The study, as its title suggests, has concentrated on a number of cities including Dhaka to see how these cities fare in terms of productivity loss on account of higher temperature. A few days ago Dhaka came second in terms of the most polluted city in the world. This time, though, it has topped the list for loss of labour productivity.
What is remarkable here is that temperatures vary within the city and the hotspots register 10 degree Celsius higher temperature than the surrounding countryside. A few pockets surrounded by tall buildings were found to have 12 degree higher temperature. With corrugated iron sheets serving as roof, the shabby accommodations for manufacture of an array of products are a veritable hell.
What makes the situation nightmarish for workers is the combined impact of heat and humidity with little or no natural system of cooling the surroundings. Pathetically, some of the poorest areas are among the hotspots of heat stress. Those who are directly exposed to heat and burning sun overhead, risk their health at times leading to the death of a few.
In economic terms, the productivity loss is worth as high as $6.0 billion a year. If losses of other cities suffering from excessive heat are taken into account, the figure may be in the double digit. Even countryside, as predicted earlier, were supposed to encounter a phenomenon of wet-bulb temperature under the spell of which people would suffer severe heat stroke causing instant death. This is somewhat like the heat dome over an area ---at times spread over states --- in which heat gets trapped due to high pressure with no escape route. British Columbia of Canada and northern region of the United States of America experienced a deadly heat dome in which more than 800 people on both sides of the border lost lives.
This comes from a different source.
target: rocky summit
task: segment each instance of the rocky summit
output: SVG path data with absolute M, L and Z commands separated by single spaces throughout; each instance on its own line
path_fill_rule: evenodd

So the economic loss of Dhaka City will not tell the full story of the productivity loss this nation is likely to suffer in the days to come. Surely, the issue is interlinked with global warming but as long as the nations collectively fail to go for drastic and pragmatic measures to curb temperature rise, should countries like Bangladesh consider that it is fated to suffer the worst consequences of climate change? True, a comprehensive solution to this problem is beyond any nation's capacity let alone that of a country like Bangladesh. But local measures can be of some help in stalling or improving the adverse impacts.
So far as Dhaka City's hotspots and the overall temperature are concerned, management of those is quite possible if not immediately at least within a reasonable time frame. Planting trees in every vacant space of this city can do the trick. Those who frequent the road running between the quarters of ministers and the Ramna Park are not likely to miss the soothing and several degree cooler temperature there. The difference is felt as soon as one enters the area boasting green covers all around.
Accepted that such green covers cannot be built all over the city but many of its avenues can have long lines of local trees that barely shed their leaves all at once. The concrete jungle that the capital city has turned into because of a lack of planned development and foresight is exacting a price in terms of health, longevity and economy. The situation cannot be reversed but if the citizens are serious and the policymakers take the right initiatives, together they can bring about a discernible change in the situation.
That the mayor of Dhaka North City Corporation (DNCC), during recovery of the Lautola canal, personally supervised the demolition of constructions within 20 feet on both sides of its bank is the kind of initiative and seriousness required for building up a green cover for Dhaka.
If all the water bodies, including canals and rivers, running through or by the city proper can be restored to their optimum water flows and trees planted on their banks, Dhaka will definitely become much cooler. Green factories are the other option to complement the initiative.